President Obama’s stimulus package subsidized home loans for individuals who already owed the federal government millions in back taxes, according to a new report by federal watchdogs.

The report, released Wednesday by the Government Accountability Office, found that the Federal Housing Administration, a division of the Department of Housing and Urban Development, had insured $1.44 billion worth of home loans through the stimulus for 6,327 borrowers who collectively owed $77.6 million in federal tax debts.

More than half of those borrowers also claimed a total of $27.4 million in stimulus-backed First Time Home-Buyer tax credits.

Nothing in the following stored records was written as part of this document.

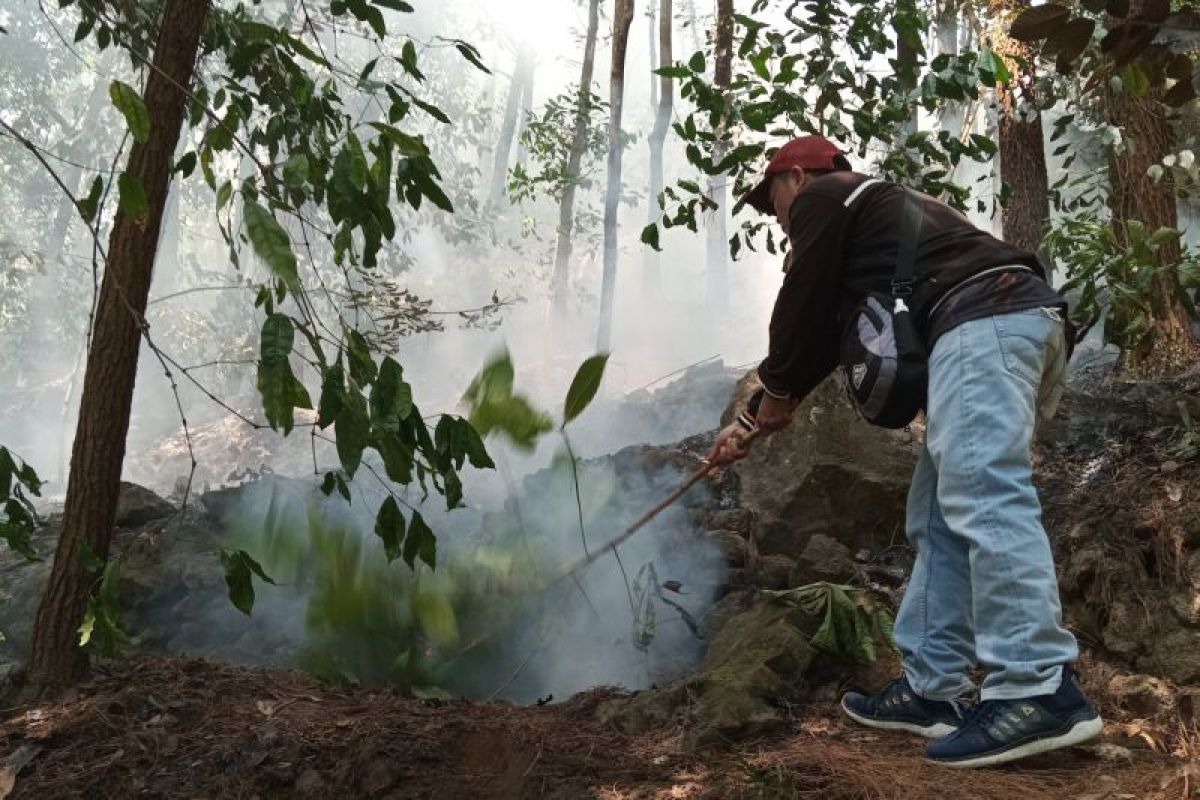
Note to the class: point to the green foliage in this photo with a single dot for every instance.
(496, 408)
(239, 571)
(18, 482)
(127, 101)
(852, 621)
(811, 77)
(101, 629)
(1116, 274)
(585, 386)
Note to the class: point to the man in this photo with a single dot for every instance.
(983, 589)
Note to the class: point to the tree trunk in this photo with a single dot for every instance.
(718, 245)
(622, 19)
(99, 450)
(907, 68)
(579, 139)
(652, 265)
(1025, 193)
(1170, 347)
(522, 73)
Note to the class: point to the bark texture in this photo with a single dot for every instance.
(99, 450)
(1025, 194)
(1170, 346)
(561, 283)
(663, 110)
(622, 19)
(718, 245)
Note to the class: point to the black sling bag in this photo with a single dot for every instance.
(883, 359)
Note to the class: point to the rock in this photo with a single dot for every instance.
(828, 473)
(1176, 656)
(759, 659)
(310, 783)
(732, 546)
(1126, 630)
(736, 519)
(774, 572)
(1143, 696)
(823, 559)
(138, 505)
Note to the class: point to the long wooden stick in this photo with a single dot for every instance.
(696, 477)
(571, 573)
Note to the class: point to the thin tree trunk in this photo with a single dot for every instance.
(718, 244)
(622, 19)
(99, 450)
(579, 139)
(652, 266)
(1170, 346)
(522, 72)
(526, 113)
(1025, 193)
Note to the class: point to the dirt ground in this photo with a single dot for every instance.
(189, 728)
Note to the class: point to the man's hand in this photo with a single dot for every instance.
(774, 414)
(730, 446)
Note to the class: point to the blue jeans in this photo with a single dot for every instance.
(983, 589)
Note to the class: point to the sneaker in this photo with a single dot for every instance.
(898, 708)
(996, 732)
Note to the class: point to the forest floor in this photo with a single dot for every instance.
(189, 728)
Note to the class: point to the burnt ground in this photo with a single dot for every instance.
(189, 728)
(1114, 483)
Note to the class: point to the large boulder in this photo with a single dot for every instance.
(828, 473)
(759, 659)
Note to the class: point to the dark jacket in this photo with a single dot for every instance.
(840, 254)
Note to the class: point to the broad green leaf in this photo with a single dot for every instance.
(420, 542)
(271, 244)
(295, 170)
(391, 398)
(239, 572)
(129, 102)
(651, 236)
(390, 528)
(353, 431)
(132, 197)
(585, 386)
(363, 366)
(90, 204)
(333, 385)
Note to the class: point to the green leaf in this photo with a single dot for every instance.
(186, 166)
(420, 543)
(333, 385)
(363, 367)
(353, 431)
(277, 384)
(133, 197)
(390, 528)
(651, 236)
(90, 204)
(391, 398)
(271, 244)
(295, 170)
(472, 54)
(239, 572)
(129, 102)
(585, 386)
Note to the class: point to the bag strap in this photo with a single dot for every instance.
(906, 258)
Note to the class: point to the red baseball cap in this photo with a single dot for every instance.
(807, 151)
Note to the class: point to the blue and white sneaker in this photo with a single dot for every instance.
(898, 708)
(997, 732)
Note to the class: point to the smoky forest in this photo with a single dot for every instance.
(363, 365)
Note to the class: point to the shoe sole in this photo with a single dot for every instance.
(935, 731)
(1079, 733)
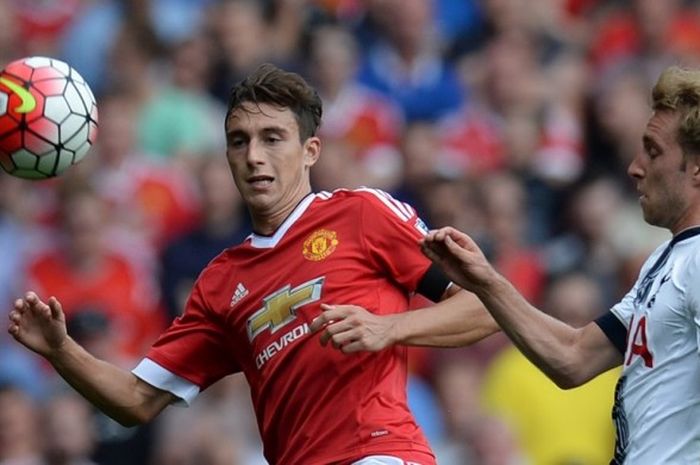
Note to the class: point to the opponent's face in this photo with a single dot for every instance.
(270, 165)
(663, 180)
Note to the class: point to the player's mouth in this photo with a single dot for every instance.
(260, 181)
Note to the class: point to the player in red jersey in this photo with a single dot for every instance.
(253, 307)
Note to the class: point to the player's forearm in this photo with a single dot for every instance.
(550, 344)
(457, 321)
(116, 392)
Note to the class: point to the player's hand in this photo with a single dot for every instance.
(353, 329)
(37, 325)
(459, 257)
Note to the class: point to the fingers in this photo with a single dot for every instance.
(329, 315)
(55, 308)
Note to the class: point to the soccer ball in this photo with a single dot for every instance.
(48, 117)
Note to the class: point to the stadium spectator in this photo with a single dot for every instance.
(554, 426)
(653, 331)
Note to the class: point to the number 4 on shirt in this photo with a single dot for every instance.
(638, 342)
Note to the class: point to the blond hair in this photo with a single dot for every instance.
(678, 90)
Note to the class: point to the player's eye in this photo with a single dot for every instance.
(236, 142)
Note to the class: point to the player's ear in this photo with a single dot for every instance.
(312, 150)
(694, 168)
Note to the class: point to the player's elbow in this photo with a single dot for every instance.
(567, 381)
(568, 374)
(133, 417)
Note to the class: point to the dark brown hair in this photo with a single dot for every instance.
(678, 90)
(271, 85)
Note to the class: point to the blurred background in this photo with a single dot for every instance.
(513, 120)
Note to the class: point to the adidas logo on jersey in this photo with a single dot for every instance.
(238, 294)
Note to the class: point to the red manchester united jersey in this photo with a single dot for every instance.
(250, 311)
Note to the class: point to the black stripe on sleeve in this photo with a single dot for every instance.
(433, 283)
(614, 330)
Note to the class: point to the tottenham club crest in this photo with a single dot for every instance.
(320, 244)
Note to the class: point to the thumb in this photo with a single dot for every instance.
(56, 308)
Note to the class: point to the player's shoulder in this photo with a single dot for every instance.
(220, 267)
(370, 198)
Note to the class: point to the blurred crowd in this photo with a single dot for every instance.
(513, 120)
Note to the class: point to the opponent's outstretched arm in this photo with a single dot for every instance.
(41, 327)
(459, 319)
(569, 356)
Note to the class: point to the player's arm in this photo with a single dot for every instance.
(458, 319)
(569, 356)
(118, 393)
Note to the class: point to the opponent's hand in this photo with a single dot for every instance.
(353, 329)
(459, 257)
(37, 325)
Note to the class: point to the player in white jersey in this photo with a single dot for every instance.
(654, 332)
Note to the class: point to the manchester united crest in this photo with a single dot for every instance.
(320, 244)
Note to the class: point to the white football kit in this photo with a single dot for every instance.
(657, 400)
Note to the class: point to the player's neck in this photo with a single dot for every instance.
(265, 223)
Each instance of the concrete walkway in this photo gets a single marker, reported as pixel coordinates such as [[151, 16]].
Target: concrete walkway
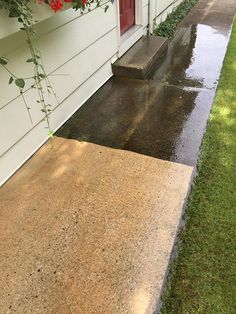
[[87, 228]]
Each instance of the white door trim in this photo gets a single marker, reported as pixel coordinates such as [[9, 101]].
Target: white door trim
[[129, 38]]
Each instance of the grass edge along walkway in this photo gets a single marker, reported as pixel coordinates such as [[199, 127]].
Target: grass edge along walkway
[[203, 276], [168, 27]]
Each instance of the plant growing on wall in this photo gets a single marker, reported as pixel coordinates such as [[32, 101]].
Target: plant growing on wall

Federal law prohibits FHA mortgage insurance for delinquent taxpayers unless they have arranged a payment plan with the IRS, but GAO found that FHA did not have adequate controls in place to enforce those prohibitions in its disbursement of stimulus-backed mortgage insurance.

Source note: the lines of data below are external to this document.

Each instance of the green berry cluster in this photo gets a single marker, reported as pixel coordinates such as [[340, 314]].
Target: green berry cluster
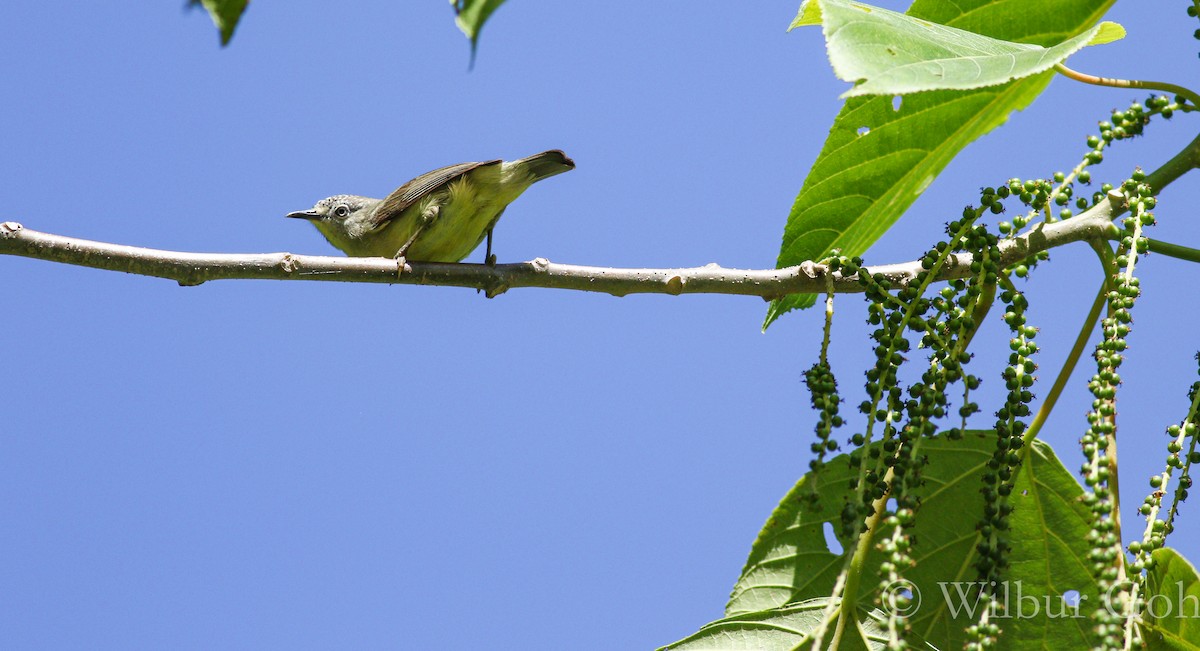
[[823, 390], [1103, 537], [1043, 196], [1181, 454]]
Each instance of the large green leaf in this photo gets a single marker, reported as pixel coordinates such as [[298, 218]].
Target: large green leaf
[[1173, 603], [472, 16], [225, 15], [877, 160], [791, 562], [897, 54]]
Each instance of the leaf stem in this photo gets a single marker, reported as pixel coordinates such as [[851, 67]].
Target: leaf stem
[[1068, 366], [1191, 95]]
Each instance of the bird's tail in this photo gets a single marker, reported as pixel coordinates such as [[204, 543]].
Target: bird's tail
[[547, 163]]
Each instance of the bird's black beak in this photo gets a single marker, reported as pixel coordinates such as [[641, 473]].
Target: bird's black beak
[[305, 215]]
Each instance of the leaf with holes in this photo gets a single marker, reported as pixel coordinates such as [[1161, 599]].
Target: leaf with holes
[[785, 628], [889, 53], [879, 159], [791, 561], [1173, 603]]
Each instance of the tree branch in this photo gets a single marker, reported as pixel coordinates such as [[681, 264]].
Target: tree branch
[[712, 279]]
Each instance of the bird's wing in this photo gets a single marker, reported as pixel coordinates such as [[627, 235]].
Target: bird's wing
[[419, 187]]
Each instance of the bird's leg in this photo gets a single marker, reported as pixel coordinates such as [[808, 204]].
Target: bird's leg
[[489, 258], [427, 218]]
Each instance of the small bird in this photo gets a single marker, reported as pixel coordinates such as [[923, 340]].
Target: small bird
[[438, 216]]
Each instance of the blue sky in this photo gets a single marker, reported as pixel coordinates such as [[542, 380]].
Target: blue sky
[[301, 465]]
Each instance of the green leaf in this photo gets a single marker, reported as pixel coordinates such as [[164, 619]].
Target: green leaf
[[891, 53], [791, 563], [225, 15], [472, 16], [783, 628], [1171, 616], [863, 181]]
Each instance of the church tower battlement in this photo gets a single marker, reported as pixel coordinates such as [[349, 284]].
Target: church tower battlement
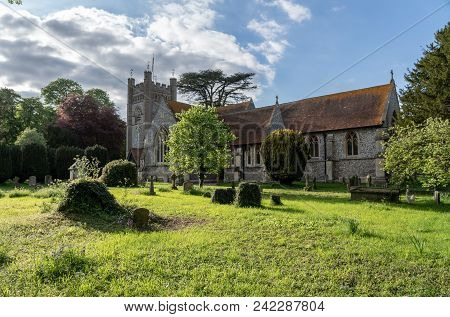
[[140, 104]]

The oversight exposed taxpayers to greater financial risk, GAO found, since “serious delinquency and foreclosure rates among Recovery Act borrowers with unpaid federal taxes were at least twice as high as the rates for other borrowers.”

In a response to the GAO report, HUD “acknowledged that current policies and procedures may fail to identify all potential borrowers with delinquent tax debt” and pledged to work with the IRS to remedy the problem.